Nearly one-third of Massachusetts’ 351 cities and towns – 107 cities and towns –  saw no purchase loans for Black homebuyers in 2020, according to the report.

Boston, Springfield, Worcester, Brockton and Taunton accounted for 38 percent of all loans to Black homebuyers in Massachusetts, a decline from five years ago, when these cities accounted for 46 percent of all loans to Black borrowers.

While more Black and Latinx borrowers received home mortgages in 2020, mortgage denial rates for these borrowers were higher compared to white and Asian borrowers. This group of borrowers had relatively modest overall debt and earned above the area median income, the MCBC said.

Among applicants who planned to make down payments of 20 percent or higher, Black borrowers were denied at a 13 percent rate, Hispanic borrowers at 9 percent, Asian borrowers at 6 percent and white borrowers at 5 percent.

The MCBC also found that fewer Black borrowers planned to make a down payment of 20 percent or more. While 47 percent of Asian borrowers and 34 percent of white borrowers had a loan-to-value ratio of 80 percent or less, only 13 percent of Hispanic and Latinx borrowers and 9 percent of Black borrowers met that criteria.

The debt-to-income ratio was the most common reason for denial for all borrowers, the report found. For Black borrowers, the second most common reason for denial was credit history.

For the first time since the MCBC began reporting on mortgage data, mortgage companies originated more than half of all mortgage loans in the state. Mortgage companies originated 54 percent of home mortgages and Massachusetts banks originated 29 percent of mortgages, while out-of-state lenders originated 12 percent, and credit unions originated 5 percent, the MCBC said.

The ten most active lenders in Massachusetts overall included seven mortgage companies, with Guaranteed Rate and Fairway Independent Mortgage Co. as the most active lenders, along with three banks: Leader Bank, Citizens Bank and Salem Five. The top thirty lenders made nearly 60 percent of all home purchase loans, the MCBC said.

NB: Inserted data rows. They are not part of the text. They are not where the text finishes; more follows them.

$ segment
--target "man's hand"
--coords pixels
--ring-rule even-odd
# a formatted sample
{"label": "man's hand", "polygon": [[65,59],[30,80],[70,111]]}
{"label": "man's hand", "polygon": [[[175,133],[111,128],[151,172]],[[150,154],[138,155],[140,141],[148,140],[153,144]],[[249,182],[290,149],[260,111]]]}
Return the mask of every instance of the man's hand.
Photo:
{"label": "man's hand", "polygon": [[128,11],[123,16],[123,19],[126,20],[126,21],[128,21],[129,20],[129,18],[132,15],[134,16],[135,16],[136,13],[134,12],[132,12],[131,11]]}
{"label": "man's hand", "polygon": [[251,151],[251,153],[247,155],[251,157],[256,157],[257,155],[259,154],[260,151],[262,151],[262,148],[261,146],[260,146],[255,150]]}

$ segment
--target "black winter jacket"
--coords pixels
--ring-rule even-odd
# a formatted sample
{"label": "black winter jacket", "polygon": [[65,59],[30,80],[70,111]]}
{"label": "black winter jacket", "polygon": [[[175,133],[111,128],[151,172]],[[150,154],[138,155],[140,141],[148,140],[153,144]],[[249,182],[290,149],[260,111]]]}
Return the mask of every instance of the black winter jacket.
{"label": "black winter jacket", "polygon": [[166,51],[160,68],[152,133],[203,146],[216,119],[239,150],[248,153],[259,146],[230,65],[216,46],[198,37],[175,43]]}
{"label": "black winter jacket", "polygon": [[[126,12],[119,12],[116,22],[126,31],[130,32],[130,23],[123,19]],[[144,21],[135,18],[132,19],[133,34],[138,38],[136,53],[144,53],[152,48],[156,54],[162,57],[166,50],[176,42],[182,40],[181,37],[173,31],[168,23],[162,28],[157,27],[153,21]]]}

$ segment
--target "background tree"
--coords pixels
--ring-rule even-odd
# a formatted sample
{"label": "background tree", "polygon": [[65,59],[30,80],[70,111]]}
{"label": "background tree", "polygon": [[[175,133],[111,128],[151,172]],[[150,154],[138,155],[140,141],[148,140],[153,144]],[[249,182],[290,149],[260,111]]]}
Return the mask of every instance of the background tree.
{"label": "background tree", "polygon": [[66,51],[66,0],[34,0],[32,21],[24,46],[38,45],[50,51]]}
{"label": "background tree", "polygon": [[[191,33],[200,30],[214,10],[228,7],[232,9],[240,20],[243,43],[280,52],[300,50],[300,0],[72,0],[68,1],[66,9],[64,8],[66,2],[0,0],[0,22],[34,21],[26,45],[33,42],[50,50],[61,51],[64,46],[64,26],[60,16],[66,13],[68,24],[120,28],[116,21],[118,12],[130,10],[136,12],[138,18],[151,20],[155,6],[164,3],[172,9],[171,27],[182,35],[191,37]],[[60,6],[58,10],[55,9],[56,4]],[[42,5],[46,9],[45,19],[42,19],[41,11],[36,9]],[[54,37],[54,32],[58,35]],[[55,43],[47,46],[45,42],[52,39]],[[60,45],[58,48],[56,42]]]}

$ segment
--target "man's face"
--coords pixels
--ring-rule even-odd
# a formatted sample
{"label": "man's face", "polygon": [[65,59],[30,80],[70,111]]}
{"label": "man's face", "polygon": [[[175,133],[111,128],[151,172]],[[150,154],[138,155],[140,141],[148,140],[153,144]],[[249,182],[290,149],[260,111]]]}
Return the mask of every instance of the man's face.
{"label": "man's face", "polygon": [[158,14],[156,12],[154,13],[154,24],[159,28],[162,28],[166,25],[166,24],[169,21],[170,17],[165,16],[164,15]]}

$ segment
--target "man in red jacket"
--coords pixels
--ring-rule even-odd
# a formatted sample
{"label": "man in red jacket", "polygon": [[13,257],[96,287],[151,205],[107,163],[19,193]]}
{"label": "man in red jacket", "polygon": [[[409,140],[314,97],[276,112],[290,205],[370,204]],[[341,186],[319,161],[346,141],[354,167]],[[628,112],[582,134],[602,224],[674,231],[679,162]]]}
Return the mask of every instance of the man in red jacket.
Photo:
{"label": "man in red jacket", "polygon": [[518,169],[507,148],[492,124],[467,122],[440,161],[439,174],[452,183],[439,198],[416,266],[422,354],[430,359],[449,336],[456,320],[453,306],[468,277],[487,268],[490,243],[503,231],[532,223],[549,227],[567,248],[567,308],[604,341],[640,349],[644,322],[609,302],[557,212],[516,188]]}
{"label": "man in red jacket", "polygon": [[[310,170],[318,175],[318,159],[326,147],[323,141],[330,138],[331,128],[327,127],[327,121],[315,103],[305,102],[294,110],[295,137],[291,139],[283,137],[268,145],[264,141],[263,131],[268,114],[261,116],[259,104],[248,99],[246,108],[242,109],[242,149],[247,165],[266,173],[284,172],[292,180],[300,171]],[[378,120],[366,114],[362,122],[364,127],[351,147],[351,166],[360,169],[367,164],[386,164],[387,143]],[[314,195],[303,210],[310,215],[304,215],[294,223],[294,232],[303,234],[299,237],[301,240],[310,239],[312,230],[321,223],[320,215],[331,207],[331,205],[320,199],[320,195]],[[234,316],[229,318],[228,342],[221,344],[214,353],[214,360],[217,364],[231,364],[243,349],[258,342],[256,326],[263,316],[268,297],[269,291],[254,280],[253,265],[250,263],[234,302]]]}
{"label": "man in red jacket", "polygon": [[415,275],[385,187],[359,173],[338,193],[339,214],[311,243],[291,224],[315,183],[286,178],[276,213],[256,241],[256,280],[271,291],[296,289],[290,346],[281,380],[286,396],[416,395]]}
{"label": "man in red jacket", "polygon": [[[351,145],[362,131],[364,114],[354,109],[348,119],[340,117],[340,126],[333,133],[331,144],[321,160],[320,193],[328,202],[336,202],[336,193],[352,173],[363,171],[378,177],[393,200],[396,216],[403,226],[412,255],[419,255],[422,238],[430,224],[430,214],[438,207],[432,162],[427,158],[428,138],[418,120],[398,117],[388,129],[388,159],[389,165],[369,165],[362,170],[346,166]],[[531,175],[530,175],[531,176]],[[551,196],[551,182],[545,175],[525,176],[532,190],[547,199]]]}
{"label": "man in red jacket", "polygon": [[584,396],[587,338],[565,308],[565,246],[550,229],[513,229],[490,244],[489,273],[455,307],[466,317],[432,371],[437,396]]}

“This report highlights the importance of the Community Reinvestment Act, especially now that federal regulators have initiated a review of this critically important law, in encouraging all lenders – banks, credit unions and mortgage companies – to reach underserved borrowers and neighborhoods,” Elliot Schmiedl, co-chair of MCBC’s Mortgage Lending Committee and director of homeownership at the Massachusetts Housing Partnership, said in the statement. “We hope lenders and community organizations will use the report to join the conversation with MCBC on how to better reach this population.”